At one point his mother, former first lady Barbara Bush, even referred to him as the first “Jewish president” after his landmark speech in 2002 calling for a democratic Palestinian state run by a new leadership, i.e. not by then-president Yasser Arafat.
“Shortly after the speech, Mother called,” Bush relates. “‘How’s the first Jewish president doing?’ she asked. I had a funny feeling she disagreed with my policy. That meant Dad [former president George H.W. Bush] probably did as well.” Even so, Bush “laughed off the wisecrack,” though he knew he was in for criticism for taking a position his vice president, secretary of defense and secretary of state opposed.
Still, Bush doesn’t shy away from pointing to disagreements he had with Israel during his tenure, including criticism of Olmert’s handling of the Second Lebanon War in 2006.
Bush notes that he was supportive of Olmert going after Hizbullah following its cross-border attack on IDF soldiers.
He also held the international community at bay to give time for Israel to badly damage the terrorist group and its backers in Damascus and Teheran.

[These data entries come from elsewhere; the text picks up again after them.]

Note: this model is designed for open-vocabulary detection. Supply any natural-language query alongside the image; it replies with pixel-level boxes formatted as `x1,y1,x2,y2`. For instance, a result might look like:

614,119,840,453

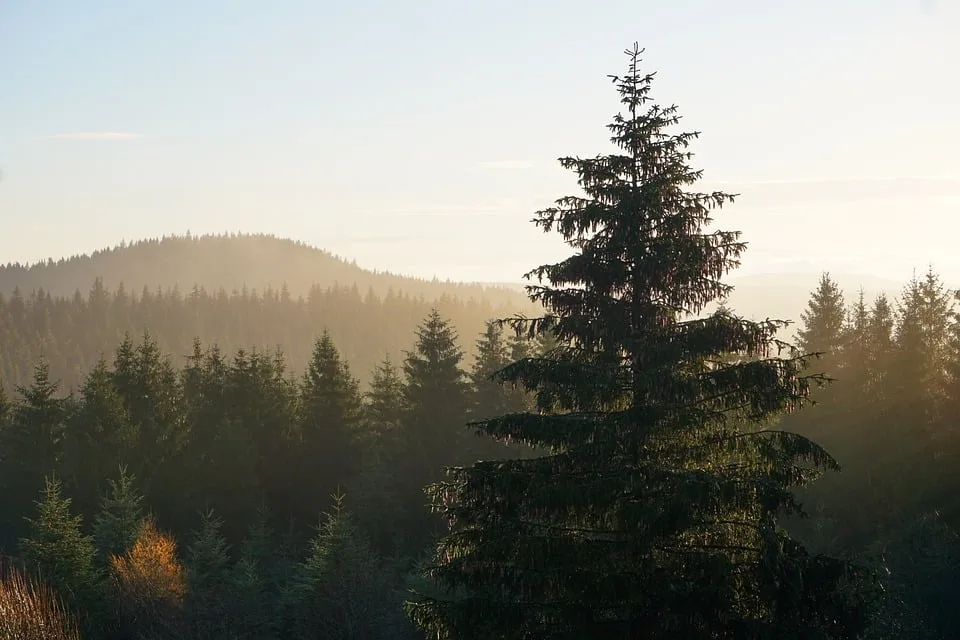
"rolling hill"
0,234,528,306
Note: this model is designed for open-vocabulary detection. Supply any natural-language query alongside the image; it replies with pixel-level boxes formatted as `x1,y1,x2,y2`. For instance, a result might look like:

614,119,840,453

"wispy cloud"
47,131,143,140
480,160,533,170
704,175,960,185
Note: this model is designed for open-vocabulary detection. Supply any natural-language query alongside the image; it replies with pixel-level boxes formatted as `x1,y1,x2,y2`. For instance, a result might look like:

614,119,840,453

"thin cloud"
47,131,143,140
704,175,960,185
480,160,533,170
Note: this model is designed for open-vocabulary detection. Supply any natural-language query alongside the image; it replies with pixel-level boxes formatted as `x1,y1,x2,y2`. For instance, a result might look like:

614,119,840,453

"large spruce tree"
408,42,862,640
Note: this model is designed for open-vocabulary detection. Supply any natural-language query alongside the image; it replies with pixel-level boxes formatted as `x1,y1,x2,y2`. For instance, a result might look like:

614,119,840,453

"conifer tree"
403,309,468,481
299,331,362,525
0,358,69,545
797,273,846,377
408,42,862,639
867,294,896,405
352,358,406,555
364,356,403,434
185,510,230,640
63,358,137,524
285,495,399,640
394,309,476,556
20,477,102,629
0,378,10,433
470,321,510,420
93,465,144,565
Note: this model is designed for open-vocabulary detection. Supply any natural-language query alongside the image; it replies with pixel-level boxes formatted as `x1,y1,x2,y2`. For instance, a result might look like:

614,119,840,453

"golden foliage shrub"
110,520,186,637
0,566,80,640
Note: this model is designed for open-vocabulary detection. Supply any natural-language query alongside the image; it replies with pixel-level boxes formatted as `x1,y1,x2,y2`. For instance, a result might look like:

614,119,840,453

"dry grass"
0,565,80,640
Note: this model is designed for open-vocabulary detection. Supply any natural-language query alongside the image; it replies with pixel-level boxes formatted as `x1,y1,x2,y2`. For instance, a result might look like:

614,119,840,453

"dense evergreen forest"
0,233,527,307
0,272,533,392
0,47,960,640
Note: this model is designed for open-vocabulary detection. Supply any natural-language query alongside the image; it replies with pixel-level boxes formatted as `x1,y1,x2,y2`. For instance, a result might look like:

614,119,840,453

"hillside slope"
0,234,526,306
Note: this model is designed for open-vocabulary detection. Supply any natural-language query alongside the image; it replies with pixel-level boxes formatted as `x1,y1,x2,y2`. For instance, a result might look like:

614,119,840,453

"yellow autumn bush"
110,520,186,638
0,566,80,640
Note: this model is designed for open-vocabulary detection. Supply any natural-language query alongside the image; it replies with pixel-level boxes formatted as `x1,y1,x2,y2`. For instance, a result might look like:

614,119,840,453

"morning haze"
0,0,960,640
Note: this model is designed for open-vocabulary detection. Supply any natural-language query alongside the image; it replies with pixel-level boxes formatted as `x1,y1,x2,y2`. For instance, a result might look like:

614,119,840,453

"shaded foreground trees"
0,312,537,640
409,42,865,639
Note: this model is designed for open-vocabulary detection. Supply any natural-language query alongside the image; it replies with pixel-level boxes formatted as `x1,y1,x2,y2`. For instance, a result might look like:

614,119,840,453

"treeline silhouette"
0,310,551,639
0,233,528,307
781,269,960,638
0,278,532,392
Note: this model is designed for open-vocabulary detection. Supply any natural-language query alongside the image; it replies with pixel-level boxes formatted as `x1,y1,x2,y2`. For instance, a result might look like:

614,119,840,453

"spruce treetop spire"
408,45,872,640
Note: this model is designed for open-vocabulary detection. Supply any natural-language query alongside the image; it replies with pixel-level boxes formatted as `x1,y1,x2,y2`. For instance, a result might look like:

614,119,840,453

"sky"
0,0,960,286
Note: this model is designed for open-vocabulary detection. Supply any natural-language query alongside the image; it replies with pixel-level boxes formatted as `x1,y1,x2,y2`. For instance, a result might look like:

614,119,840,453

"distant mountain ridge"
0,234,906,333
0,234,530,306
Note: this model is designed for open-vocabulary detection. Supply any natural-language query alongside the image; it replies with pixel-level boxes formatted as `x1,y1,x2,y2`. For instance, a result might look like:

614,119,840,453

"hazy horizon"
0,0,960,282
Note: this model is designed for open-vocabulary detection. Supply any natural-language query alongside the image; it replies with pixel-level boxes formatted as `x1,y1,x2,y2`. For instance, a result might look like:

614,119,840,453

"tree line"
0,45,944,640
0,278,525,393
783,268,960,637
0,311,549,638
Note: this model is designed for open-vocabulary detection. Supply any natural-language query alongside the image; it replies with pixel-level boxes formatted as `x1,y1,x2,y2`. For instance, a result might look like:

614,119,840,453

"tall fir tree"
298,330,362,527
364,356,403,439
408,47,862,640
62,358,138,520
185,510,231,640
470,321,510,420
395,309,475,556
93,465,144,566
0,358,71,548
403,309,468,480
797,273,846,388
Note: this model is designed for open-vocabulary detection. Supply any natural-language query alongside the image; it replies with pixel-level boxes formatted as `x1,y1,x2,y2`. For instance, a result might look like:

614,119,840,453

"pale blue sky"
0,0,960,284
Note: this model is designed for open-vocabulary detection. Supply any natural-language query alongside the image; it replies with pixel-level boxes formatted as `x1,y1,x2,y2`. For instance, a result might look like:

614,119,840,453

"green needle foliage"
408,46,864,640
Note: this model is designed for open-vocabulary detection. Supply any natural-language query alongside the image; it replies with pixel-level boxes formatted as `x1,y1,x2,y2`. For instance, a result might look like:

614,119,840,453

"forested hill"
0,236,535,392
0,234,526,305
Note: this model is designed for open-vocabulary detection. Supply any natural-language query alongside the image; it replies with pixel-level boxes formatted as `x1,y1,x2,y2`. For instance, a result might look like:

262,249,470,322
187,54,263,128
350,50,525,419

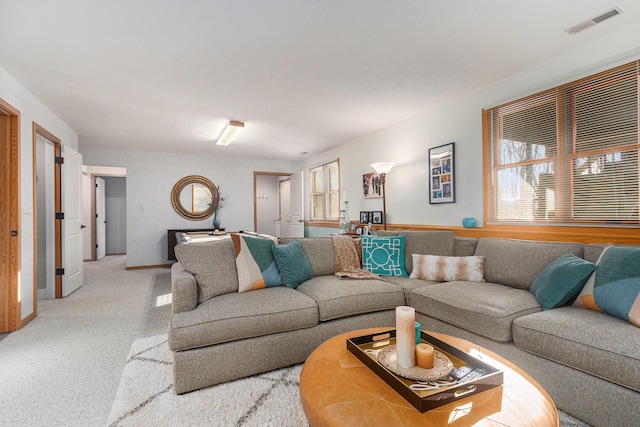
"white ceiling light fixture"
565,6,624,35
216,120,244,145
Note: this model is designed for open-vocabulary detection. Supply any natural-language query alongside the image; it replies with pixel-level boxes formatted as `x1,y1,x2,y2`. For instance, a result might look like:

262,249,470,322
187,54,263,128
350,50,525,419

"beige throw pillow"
409,254,484,282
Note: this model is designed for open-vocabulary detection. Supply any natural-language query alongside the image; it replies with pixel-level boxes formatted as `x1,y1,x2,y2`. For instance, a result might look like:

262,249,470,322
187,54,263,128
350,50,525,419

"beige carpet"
108,335,307,427
108,335,586,427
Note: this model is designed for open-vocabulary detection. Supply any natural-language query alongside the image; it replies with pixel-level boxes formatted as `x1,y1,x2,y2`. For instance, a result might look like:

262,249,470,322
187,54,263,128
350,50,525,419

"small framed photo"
371,211,383,224
429,142,456,204
360,211,372,224
362,172,382,199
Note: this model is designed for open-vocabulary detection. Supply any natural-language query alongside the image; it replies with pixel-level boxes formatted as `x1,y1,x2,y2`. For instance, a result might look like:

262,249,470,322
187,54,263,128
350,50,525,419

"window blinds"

“Unfortunately they mishandled their opportunity,” he says, pointing to Israel bombing campaigns “of questionable military value,” including of sites in northern Lebanon.
Bush also castigates Olmert for declaring that he wouldn’t attack Syria, a major Hizbullah patron.
“Removing the threat of retaliation let Syria off the hook and emboldened them to continue their support for Hizbullah,” he chides. Eventually, as more of the world shifted against Israel, Bush lifted his opposition to a UN-brokered cease-fire, to avoid alienating the international community he wanted to join him in isolating Syria and Iran.
His esteem for Israel’s military capabilities was only restored after, he states, Olmert authorized a pinpoint operation on a nuclear site Syria was constructing in 2007. Bush describes how Olmert urged the US to take out the target, but Bush wanted to use diplomacy instead to pressure Syria.
Once the attack was completed, Bush urged Olmert to make it public to use it against Damascus, but Olmert wanted to keep it quiet so as not to provoke a Syrian backlash.
“This was his operation, and I felt an obligation to respect his wishes. I kept quiet, even though I felt we were missing an opportunity,” Bush writes.
“The bombing demonstrated Israel’s willingness to act alone. Prime minister Olmert hadn’t asked for a green light and I hadn’t given one. He had done what he believed was necessary to protect Israel,” Bush writes.